A subsidiary of Bermuda-based Enstar Group has agreed to reinsure $0.5 billion in US asbestos and environmental liability insurance portfolios of a subsidiary of Zurich Insurance Group.
Specifically, Enstar’s subsidiary will assume gross insurance reserves of approximately $0.5 billion, relating to 1986 and prior year business. The closing of this deal is subject to regulatory approval and other closing conditions.
Asbestos claims came close to causing the collapse of the Lloyd’s insurance market in the 1990s, with losses reported all over the world and insurance companies struggling to deal with the resulting asbestos-related claims.
In 2018, Fitch raised its projection for ultimate all-time US industry incurred asbestos losses from its previous estimate of $90 billion to $100 billion.
Enstar has signed a number of legacy transactions relating to asbestos. At the start of 2018, Estar entered into an agreement to reinsure a portfolio of Allianz’s run-off business.

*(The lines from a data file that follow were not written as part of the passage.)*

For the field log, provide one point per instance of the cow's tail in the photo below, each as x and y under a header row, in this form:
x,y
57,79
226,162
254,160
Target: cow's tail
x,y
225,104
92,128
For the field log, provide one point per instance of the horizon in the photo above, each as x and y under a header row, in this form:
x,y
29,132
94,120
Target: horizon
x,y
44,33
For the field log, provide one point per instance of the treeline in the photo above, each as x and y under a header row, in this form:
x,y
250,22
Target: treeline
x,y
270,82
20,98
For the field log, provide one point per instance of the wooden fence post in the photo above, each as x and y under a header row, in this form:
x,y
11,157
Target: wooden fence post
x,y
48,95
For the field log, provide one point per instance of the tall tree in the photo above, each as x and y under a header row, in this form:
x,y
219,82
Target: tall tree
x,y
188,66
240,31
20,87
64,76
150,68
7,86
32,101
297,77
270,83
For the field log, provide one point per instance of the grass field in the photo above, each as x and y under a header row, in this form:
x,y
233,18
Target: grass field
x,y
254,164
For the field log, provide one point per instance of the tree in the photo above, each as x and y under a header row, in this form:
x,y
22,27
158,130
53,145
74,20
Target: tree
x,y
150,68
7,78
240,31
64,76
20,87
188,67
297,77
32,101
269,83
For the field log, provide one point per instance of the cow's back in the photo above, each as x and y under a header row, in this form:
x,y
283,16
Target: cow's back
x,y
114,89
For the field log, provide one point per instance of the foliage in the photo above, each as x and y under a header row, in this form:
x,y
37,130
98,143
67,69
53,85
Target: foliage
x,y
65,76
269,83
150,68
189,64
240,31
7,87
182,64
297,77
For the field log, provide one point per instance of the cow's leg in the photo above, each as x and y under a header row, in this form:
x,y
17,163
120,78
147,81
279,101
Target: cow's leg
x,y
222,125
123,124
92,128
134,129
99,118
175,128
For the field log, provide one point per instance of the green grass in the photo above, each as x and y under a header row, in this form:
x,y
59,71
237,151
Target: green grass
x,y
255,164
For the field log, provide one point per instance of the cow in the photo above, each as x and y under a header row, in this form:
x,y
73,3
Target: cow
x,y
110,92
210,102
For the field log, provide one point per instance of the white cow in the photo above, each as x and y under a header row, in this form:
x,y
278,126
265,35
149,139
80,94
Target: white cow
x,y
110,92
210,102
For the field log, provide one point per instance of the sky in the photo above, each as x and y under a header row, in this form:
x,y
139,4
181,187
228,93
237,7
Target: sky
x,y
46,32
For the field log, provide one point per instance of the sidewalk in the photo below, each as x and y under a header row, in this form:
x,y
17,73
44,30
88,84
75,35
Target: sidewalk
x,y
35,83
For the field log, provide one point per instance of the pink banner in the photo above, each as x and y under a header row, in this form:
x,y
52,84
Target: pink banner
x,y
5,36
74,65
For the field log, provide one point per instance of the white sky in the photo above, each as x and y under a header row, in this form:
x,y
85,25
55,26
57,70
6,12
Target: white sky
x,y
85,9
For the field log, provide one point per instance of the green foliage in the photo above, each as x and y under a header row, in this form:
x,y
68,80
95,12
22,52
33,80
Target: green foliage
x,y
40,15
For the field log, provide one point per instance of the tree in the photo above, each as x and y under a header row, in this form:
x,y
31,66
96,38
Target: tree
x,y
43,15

Enstar’s subsidiary agreed to assume net reinsurance reserves of approximately $0.1 billion by reinsuring 50 percent of certain US workers' compensation and asbestos, pollution and toxic tort business originally assumed by San Francisco Reinsurance Company.
In 2017, Enstar purchased Dana Companies, a subsidiary of an auto parts manufacturer, for $91.5 million. Under the terms of this deal, Enstar agreed to take on the liabilities associated with personal injury asbestos claims and environmental claims associated with legacy manufacturing operations as well as assets held to fund obligations related to these liabilities.
And in 2016, Enstar agree to reinsurer another of Allianz’s run-off businesses. Enstar agreed to assume net reinsurance reserves of approximately $1.1 billion, by reinsuring 50 percent of certain workers’ compensation, construction defect, and asbestos, pollution and toxic tort business originally held by Fireman’s Fund Insurance Company.